Charity Bank is to relinquish its charitable status in order to comply with new European banking regulations and allow it to attract more capital.

Patrick Crawford, CEO, Charity Bank

Charity Bank is to relinquish its charitable status in order to comply with new European banking regulations and allow it to attract more capital.

The decision has the support of the Charity Commission, Financial Services Authority and Charity Bank's major shareholder, Charities Aid Foundation.

For several months now the bank has been trying to find a way to comply with the new banking rules, but also with charity law.  Provisions in charity law around asset distribution and dividend payments were at odds with the new banking regulations, which are aimed at improving banks' financial profile and behaviour.

The solution devised by the bank will mean that while it will cease to be a registered charity, it will retain its existing mission and charitable purpose and these will be enshrined in proposed new articles of association. It will continue to make loans to charities and social enterprises.

This will include a ‘mission lock’ requiring at least 90 per cent of the bank’s ordinary shareholders to agree to any changes to the existing charitable purpose.

Staying as a charity would have meant that Charity Bank could only grow its balance sheet by obtaining grants from charitable foundations – a difficult ask in the current economic climate.

Changing its constitution to a for-profit bank will have the effect of attracting capital from social investors happy to accept a more modest financial return as long as it also delivered a social return, according to Charity Bank’s chief executive Patrick Crawford.

“In future most of our capital will come from investors rather than grantmakers but these shareholders are likely to be foundations, social investors and charities that are attracted to the self-sustaining model created by Charity Bank,” he said.

Charity Bank hopes to grow its balance sheet from £93m to around £250m over the next five years, he said.  Its income for the last financial year was £4.9m.

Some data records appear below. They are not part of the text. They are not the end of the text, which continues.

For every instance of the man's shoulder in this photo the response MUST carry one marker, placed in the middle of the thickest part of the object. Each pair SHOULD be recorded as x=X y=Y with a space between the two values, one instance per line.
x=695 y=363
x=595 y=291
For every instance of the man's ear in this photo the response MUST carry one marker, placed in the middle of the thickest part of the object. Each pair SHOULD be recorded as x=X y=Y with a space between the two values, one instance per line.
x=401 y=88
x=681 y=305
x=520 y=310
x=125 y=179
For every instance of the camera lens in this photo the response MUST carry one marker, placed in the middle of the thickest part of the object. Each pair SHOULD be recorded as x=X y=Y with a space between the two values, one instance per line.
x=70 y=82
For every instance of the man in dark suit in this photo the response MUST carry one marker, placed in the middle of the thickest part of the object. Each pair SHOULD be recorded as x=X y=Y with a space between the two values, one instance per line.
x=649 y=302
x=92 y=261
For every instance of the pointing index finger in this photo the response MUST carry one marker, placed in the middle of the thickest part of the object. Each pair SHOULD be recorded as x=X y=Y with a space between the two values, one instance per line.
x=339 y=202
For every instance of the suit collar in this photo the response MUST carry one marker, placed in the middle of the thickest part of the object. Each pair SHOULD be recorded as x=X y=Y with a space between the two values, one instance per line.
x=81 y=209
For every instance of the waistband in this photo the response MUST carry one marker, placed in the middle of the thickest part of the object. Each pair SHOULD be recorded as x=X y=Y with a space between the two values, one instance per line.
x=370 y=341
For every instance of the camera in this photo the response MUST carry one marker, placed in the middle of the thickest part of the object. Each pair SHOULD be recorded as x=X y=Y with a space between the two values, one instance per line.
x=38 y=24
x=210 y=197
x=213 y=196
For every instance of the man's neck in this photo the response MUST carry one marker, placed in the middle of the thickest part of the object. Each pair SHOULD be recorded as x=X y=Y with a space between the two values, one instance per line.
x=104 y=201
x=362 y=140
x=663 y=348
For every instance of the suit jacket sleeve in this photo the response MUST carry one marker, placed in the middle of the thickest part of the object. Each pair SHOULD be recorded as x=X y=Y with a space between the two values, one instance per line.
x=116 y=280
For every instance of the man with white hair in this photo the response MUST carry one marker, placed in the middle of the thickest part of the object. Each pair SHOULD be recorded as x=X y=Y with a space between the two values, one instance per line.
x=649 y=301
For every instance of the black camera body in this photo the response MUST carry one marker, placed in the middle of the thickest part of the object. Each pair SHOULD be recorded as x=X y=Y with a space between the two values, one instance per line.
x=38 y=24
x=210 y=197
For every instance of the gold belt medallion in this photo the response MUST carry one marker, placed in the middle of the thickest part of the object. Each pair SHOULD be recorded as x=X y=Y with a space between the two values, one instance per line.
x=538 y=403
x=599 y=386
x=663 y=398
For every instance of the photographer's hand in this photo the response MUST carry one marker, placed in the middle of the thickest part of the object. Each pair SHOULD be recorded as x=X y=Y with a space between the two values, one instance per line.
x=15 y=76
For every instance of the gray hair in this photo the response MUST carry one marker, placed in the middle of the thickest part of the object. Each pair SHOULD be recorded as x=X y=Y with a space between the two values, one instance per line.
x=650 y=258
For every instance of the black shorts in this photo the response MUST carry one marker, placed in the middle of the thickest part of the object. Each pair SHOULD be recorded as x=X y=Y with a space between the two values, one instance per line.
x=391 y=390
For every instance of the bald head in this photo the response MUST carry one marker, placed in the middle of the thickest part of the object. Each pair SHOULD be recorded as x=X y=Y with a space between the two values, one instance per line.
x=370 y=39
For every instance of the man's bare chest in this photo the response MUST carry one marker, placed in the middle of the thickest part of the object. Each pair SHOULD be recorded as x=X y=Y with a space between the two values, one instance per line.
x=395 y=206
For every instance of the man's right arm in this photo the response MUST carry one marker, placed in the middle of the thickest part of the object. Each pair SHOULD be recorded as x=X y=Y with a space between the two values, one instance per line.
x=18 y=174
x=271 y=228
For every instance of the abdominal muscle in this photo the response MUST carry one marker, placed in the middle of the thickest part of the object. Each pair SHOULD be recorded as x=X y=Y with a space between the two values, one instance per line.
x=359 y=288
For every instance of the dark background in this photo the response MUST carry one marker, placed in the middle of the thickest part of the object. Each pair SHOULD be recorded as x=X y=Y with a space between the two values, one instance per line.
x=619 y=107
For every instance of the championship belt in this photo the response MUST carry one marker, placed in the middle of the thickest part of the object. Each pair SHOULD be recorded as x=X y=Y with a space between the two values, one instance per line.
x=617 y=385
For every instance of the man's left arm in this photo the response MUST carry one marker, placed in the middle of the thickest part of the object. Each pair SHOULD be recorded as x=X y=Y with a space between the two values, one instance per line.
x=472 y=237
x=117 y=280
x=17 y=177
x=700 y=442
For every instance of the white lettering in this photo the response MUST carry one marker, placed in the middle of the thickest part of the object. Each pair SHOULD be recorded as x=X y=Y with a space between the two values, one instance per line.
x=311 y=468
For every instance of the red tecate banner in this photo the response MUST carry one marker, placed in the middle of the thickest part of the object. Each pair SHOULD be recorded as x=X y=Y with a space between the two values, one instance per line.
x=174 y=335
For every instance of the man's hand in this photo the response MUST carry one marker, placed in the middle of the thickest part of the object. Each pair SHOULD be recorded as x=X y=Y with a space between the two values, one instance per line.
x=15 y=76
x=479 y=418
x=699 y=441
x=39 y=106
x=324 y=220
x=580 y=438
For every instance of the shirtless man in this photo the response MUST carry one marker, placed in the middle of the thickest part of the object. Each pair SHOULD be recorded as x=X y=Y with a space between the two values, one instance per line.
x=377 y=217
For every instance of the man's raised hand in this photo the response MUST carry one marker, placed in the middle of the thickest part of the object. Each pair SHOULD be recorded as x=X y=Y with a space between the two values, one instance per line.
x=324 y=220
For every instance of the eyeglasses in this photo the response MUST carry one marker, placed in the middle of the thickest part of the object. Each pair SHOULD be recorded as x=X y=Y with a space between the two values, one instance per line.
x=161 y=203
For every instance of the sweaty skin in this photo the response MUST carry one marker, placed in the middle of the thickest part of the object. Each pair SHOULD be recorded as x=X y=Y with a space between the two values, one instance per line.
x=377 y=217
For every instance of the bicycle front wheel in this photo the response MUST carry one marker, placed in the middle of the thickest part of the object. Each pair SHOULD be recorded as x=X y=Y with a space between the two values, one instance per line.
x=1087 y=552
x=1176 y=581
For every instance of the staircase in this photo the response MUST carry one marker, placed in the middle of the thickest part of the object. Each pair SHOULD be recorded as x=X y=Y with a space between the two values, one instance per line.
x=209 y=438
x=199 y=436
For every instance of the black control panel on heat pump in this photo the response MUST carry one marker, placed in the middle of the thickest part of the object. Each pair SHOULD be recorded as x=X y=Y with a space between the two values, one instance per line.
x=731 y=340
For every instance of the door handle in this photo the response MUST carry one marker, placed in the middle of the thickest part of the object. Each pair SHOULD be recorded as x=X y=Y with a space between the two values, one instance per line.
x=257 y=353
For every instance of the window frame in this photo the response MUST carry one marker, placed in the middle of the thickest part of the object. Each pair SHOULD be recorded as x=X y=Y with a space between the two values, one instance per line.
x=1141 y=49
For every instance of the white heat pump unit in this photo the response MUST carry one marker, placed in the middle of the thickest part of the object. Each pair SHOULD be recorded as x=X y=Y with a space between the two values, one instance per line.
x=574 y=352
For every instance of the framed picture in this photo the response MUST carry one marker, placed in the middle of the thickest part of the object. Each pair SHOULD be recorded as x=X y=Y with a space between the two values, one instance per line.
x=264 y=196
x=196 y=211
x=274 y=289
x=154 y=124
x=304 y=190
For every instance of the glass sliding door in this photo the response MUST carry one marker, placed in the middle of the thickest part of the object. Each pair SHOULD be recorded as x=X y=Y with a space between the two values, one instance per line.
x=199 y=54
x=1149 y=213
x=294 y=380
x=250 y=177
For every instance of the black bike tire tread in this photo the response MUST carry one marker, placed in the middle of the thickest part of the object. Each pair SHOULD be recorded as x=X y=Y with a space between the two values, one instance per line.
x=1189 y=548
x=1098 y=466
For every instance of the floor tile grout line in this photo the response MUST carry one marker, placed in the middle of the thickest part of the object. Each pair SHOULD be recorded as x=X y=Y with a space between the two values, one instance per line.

In order to comply with charity law, certain property owned by Charity Bank must continue to be used to further the charitable purposes of the former charity.  Therefore, its capital is to be transferred to Charities Aid Foundation, the principal shareholder in Charity Bank, to be held on trust for the current charitable purposes.  In return, CAF will make a capital grant to the Bank as a social investment to further the charitable purposes for which the property is held.

Next Monday, 25 March, the Charity Commission will publish details of the proposals that are required to effect the change.  Responses will be invited and subject to the results of this consultation and the approval of the bank’s shareholders, the change will take effect by 30 April 2013.

Malcolm Hayday, the founder and former chief executive of Charity Bank, said it was “sad” that the Charity Commission and FSA could not find a way to accommodate the bank’s unique structure within the changed regulatory framework, but added: “the mission of Charity Bank must be able to thrive regardless of legal form”.

Crawford added that the Charity Bank name would be retained.

He denied that today’s announcement was a precursor to a merger between Charity Bank and CAF Bank, which was considered but ruled out by the two banks last year.

He said merger talks might be reopened if that was deemed to be in the best interests of the charity sector, but at the moment that didn't seem to be the case.